It’s that moment when there’s a little flicker of something and you know it’s a song. It could begin as a few words to describe a feeling, a couple of chords or a riff that sounds cool, a melody stuck in your head, or a message from the subconscious that comes in a dream. There are no rules. Every songwriter is different. When you know, you know. You feel it. I like to say, “Listen to what the song wants.” When it first starts speaking to you, it’s like the forces come together, the fire builds, and the more fuel you give it, the closer you listen. That feeling becomes excited and electric. Sometimes it’s haunting even. The idea floats around just waiting for your stars to align, for the elements to collide, or for the wind to blow in the right direction.

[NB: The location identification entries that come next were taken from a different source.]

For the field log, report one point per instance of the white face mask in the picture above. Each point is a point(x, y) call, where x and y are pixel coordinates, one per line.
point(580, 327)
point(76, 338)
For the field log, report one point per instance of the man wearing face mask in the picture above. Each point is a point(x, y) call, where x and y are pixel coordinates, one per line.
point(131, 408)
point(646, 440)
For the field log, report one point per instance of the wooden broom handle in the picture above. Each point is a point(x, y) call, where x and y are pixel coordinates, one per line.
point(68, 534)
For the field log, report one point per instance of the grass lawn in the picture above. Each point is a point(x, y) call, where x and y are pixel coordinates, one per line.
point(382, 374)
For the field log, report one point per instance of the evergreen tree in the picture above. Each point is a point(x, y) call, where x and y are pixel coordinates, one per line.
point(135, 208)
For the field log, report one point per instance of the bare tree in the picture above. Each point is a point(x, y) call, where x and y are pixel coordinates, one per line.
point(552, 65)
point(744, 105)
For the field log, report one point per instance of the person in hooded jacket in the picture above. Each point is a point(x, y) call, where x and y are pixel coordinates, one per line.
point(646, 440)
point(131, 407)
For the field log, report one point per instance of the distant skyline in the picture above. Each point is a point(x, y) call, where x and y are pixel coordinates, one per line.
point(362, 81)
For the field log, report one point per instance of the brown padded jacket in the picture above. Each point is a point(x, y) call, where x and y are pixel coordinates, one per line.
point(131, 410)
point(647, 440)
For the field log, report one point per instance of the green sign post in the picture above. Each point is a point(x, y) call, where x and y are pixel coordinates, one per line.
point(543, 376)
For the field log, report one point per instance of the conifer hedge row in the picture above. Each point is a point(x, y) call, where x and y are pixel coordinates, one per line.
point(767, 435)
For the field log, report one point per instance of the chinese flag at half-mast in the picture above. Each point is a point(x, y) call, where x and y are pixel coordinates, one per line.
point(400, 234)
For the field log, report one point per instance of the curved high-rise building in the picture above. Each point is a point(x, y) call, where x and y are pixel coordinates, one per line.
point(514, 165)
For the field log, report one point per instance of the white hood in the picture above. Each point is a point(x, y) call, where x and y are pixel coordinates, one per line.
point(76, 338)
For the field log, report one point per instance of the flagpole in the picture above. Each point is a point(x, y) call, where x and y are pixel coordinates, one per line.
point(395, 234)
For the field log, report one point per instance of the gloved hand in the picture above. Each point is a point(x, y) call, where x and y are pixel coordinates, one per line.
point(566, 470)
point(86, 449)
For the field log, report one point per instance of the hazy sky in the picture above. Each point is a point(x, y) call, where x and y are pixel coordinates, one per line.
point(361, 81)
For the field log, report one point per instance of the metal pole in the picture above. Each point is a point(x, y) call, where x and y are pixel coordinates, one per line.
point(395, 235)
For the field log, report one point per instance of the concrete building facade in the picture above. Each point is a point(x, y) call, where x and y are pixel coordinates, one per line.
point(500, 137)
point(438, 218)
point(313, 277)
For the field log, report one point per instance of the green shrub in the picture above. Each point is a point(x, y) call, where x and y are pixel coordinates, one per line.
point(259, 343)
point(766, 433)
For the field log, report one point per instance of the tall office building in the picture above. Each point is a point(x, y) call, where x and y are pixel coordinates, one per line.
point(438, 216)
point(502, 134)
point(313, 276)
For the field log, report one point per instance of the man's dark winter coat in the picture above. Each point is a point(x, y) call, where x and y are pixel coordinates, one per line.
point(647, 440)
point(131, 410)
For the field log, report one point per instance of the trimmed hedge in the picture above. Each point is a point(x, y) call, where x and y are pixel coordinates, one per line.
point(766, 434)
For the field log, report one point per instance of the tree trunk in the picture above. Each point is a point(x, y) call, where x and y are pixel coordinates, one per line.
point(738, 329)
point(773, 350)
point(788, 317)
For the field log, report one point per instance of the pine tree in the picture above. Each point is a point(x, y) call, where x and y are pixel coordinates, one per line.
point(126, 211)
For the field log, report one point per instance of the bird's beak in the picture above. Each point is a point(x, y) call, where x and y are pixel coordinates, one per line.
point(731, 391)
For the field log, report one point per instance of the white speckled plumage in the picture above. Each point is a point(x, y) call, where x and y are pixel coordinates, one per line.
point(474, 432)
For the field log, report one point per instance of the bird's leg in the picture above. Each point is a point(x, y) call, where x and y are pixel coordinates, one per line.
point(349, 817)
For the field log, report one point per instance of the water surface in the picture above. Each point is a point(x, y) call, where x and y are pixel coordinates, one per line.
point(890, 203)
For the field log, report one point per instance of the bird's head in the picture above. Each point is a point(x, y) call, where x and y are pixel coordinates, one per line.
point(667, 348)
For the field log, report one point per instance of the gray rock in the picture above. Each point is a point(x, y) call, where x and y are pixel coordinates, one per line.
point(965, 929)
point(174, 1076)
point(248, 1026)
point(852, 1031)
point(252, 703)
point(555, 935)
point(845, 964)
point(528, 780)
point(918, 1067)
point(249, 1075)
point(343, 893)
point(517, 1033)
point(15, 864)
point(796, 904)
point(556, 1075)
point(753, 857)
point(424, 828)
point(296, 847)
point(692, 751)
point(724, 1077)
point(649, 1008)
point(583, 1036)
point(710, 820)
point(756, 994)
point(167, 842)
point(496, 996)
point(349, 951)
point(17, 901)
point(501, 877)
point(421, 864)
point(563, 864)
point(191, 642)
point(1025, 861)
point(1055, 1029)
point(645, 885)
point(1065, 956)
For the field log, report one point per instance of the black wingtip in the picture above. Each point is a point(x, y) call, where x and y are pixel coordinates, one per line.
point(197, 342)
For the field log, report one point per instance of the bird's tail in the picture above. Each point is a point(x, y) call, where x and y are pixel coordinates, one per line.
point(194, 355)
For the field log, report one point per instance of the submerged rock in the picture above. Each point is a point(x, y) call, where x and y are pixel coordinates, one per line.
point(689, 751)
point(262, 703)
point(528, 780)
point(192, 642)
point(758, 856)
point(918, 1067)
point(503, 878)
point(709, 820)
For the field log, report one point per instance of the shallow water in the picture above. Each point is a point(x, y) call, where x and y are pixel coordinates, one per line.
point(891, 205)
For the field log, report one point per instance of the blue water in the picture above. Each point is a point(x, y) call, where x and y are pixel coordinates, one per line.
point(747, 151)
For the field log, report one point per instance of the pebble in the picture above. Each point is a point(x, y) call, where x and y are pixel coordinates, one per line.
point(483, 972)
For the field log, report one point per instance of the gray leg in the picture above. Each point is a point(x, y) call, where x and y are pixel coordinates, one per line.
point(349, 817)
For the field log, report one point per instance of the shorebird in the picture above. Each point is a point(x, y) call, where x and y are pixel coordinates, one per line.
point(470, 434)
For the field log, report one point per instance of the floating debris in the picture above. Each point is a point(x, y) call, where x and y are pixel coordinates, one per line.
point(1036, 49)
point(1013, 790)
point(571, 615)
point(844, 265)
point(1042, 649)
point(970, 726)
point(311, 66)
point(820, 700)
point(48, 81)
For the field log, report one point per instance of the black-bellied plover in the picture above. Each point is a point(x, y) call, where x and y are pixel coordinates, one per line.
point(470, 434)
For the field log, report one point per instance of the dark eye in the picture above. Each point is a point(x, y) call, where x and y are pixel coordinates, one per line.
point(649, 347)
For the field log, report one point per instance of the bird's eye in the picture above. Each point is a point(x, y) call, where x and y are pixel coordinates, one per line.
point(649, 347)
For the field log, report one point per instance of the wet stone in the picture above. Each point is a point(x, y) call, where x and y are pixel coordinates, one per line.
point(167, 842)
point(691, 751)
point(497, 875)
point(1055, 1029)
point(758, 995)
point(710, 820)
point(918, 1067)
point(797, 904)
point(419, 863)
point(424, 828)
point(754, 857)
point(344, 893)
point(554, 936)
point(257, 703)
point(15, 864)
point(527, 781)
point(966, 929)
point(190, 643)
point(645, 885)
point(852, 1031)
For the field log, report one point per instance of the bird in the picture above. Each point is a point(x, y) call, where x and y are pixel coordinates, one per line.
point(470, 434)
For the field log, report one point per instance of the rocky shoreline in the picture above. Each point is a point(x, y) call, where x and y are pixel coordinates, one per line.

Some songs come in a flash, as if they write themselves. I’ve had transcendental experiences in those kinds of moments. Most require a certain amount of nurturing and refinement that can be a smooth or sometimes incredibly frustrating process. Both can be equally rewarding whilst crafting something from nothing. If you are committed, you stick with it. One of the most common things I hear in my songwriting coaching and workshops is that folks have a hard time finishing songs. Once the initial inspiration subsides and the honeymoon phase is over, they have a hard time moving forward in the process. This is where I come back to “listen to what the song wants.” Ask it questions. What is this story about? What are you trying to tell me? What do you need me to learn? Where should I go to open the way for an experience where you can reveal all this to me? What am I feeling? How will other people feel when they listen? It can be an exploration, an experiment, an intimate experience of musical alchemy.
Once you’ve honed in on a lyrical concept and musical soundscape, there are those amplified moments of things that feel right. You just know…or you know it’s not right yet. Sometimes, you need more time to let it simmer. I’ve had songs that took years to write. I had to live more and peel away layers to reveal the truth of what the song needed to be.
When you feel the song is done, you give it a name. You play it for your sister. Lots of songs never leave the house. Some that have been heard by the world were written on a napkin in a diner. It all goes back to that spark. Whether the road was long or the path was swift, you listened.